Were the past weeks still in the future, would I pursue the same course? Well, I cannot argue from what I am to what I was. Up to the time when Sinfire appeared, my life had been all thought and speculation, but, so far as action was concerned, only a dull level of monotonous routine,—no memories, no anticipations, no events. Then, during one flying summer, I lived through the full height and depth of my nature. The action and passion of a lifetime were concentrated in that little space. The torch flamed up royally for a moment; but now it flickers, and perhaps it will die out. Indeed, I feel an indifference stealing over me: few terrors, and few joys, could quicken my pulses now. I have made trial of myself, and the result is not very satisfactory. I thought I had in me the making of a great man; but a great man is great for a lifetime,—not merely for an hour. I have cleared my way, and am ready to begin my career; but, now that all else is won, the enterprise is lacking. Some men, it would seem, are mocked in their very creation: they feel within them the stirrings of what seems to be a mighty soul; they follow its dictates, and, behold I all that fine flame exhales away, and leaves nothing but dust and ashes. It was but the spectre of a mighty soul,—a will-o'-the-wisp, that tempts them to destruction.

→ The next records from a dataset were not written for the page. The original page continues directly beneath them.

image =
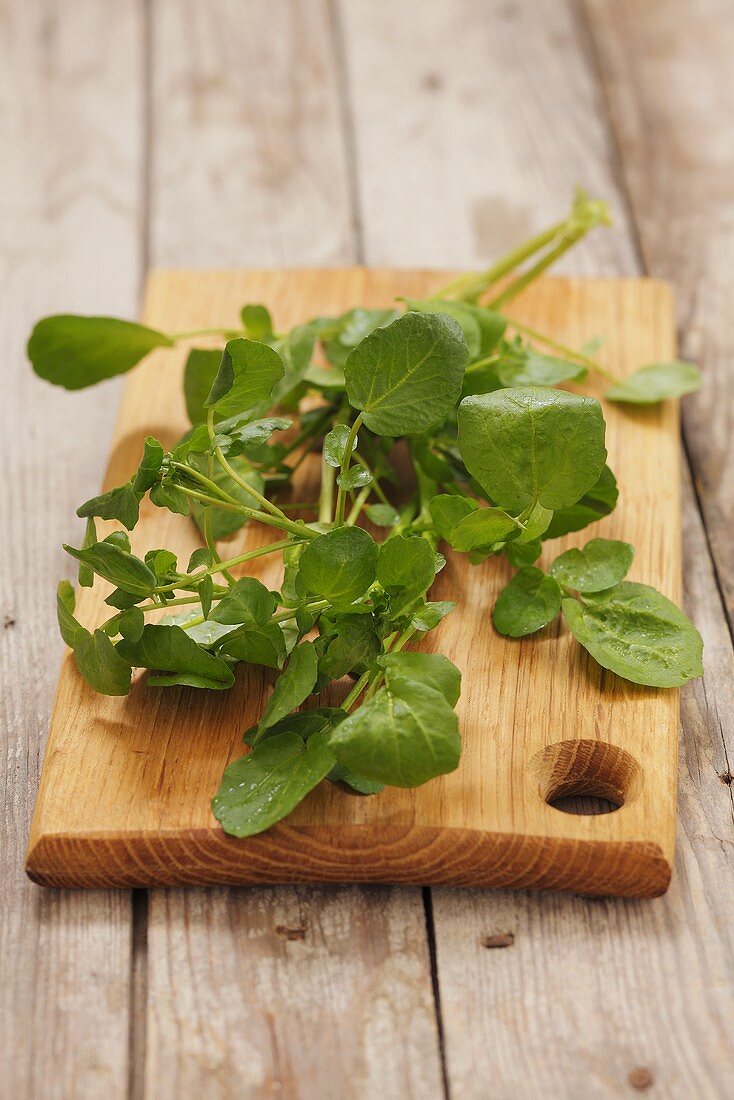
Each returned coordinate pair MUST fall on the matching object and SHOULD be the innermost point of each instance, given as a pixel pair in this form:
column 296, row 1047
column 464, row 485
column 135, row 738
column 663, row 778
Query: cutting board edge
column 47, row 848
column 407, row 855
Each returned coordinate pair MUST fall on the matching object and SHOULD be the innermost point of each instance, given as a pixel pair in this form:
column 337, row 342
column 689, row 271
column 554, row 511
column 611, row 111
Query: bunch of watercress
column 501, row 461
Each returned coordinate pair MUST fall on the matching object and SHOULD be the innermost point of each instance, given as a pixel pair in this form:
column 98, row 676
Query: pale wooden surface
column 124, row 791
column 503, row 100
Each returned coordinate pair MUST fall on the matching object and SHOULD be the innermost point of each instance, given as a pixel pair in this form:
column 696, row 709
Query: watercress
column 502, row 462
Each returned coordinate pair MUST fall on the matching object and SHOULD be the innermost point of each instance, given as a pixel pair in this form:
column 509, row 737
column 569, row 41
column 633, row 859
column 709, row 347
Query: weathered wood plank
column 473, row 123
column 250, row 167
column 488, row 94
column 667, row 74
column 69, row 195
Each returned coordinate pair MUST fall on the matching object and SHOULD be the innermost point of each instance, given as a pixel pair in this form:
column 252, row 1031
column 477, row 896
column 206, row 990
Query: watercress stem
column 563, row 350
column 518, row 285
column 326, row 492
column 341, row 498
column 262, row 501
column 230, row 563
column 362, row 497
column 355, row 692
column 470, row 287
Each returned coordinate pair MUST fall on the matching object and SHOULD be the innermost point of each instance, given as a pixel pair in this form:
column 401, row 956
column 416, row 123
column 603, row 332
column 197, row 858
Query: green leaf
column 122, row 600
column 262, row 788
column 247, row 374
column 483, row 528
column 524, row 366
column 256, row 646
column 121, row 503
column 536, row 524
column 100, row 663
column 351, row 328
column 150, row 465
column 131, row 624
column 449, row 509
column 405, row 735
column 482, row 328
column 163, row 563
column 529, row 602
column 599, row 502
column 406, row 376
column 431, row 669
column 341, row 774
column 199, row 373
column 170, row 650
column 382, row 515
column 656, row 383
column 635, row 631
column 340, row 565
column 304, row 723
column 223, row 521
column 351, row 645
column 75, row 352
column 532, row 444
column 165, row 495
column 292, row 688
column 206, row 595
column 354, row 477
column 65, row 604
column 256, row 321
column 406, row 568
column 252, row 438
column 523, row 553
column 118, row 567
column 248, row 602
column 335, row 444
column 601, row 564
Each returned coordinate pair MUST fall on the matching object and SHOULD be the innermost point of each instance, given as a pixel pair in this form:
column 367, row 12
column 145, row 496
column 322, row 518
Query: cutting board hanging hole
column 585, row 770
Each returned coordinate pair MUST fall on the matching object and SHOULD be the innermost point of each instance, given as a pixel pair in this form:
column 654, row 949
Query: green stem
column 212, row 502
column 193, row 622
column 482, row 362
column 208, row 536
column 563, row 350
column 326, row 492
column 194, row 579
column 341, row 499
column 203, row 480
column 359, row 504
column 355, row 692
column 518, row 285
column 469, row 287
column 262, row 501
column 284, row 616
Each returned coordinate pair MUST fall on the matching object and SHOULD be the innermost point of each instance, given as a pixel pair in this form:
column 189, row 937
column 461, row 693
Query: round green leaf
column 405, row 735
column 635, row 631
column 656, row 383
column 532, row 444
column 601, row 564
column 528, row 603
column 75, row 352
column 340, row 565
column 406, row 376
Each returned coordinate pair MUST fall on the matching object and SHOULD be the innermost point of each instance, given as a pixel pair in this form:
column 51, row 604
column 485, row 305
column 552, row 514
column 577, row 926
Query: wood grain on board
column 69, row 238
column 666, row 73
column 247, row 106
column 126, row 791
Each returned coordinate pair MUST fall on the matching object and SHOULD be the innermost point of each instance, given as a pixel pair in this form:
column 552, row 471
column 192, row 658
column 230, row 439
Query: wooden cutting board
column 127, row 782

Yet there is one thing that can reanimate me, and perhaps stimulate me to fulfil the destiny I had imagined. If Sinfire gives herself to me, I am happy, I am in heaven, and the powers of hell shall not prevail against me. She is my life-blood, and the breath of my nostrils. Who she is, whence she comes, and for what end, I know not; but she has made herself my earth and my heaven, my space, my fate. Will she vanish as she came? The sun sets, and darkness falls; but anon the cast is afire, and he comes again. But upon the night of her departure—if she depart—no dawn will ever rise.

I cannot feel any confidence or security. She seems, when I fix my thoughts upon her, to be far off, and still receding. I am crushed down by some nameless oppression of evil visions. The ghosts of my dead brothers seem to be lying in wait for me in the gloom. But Sinfire can rescue me: her soft white hand can save me. She is my God: I can look to no other. But if she fails me, what then?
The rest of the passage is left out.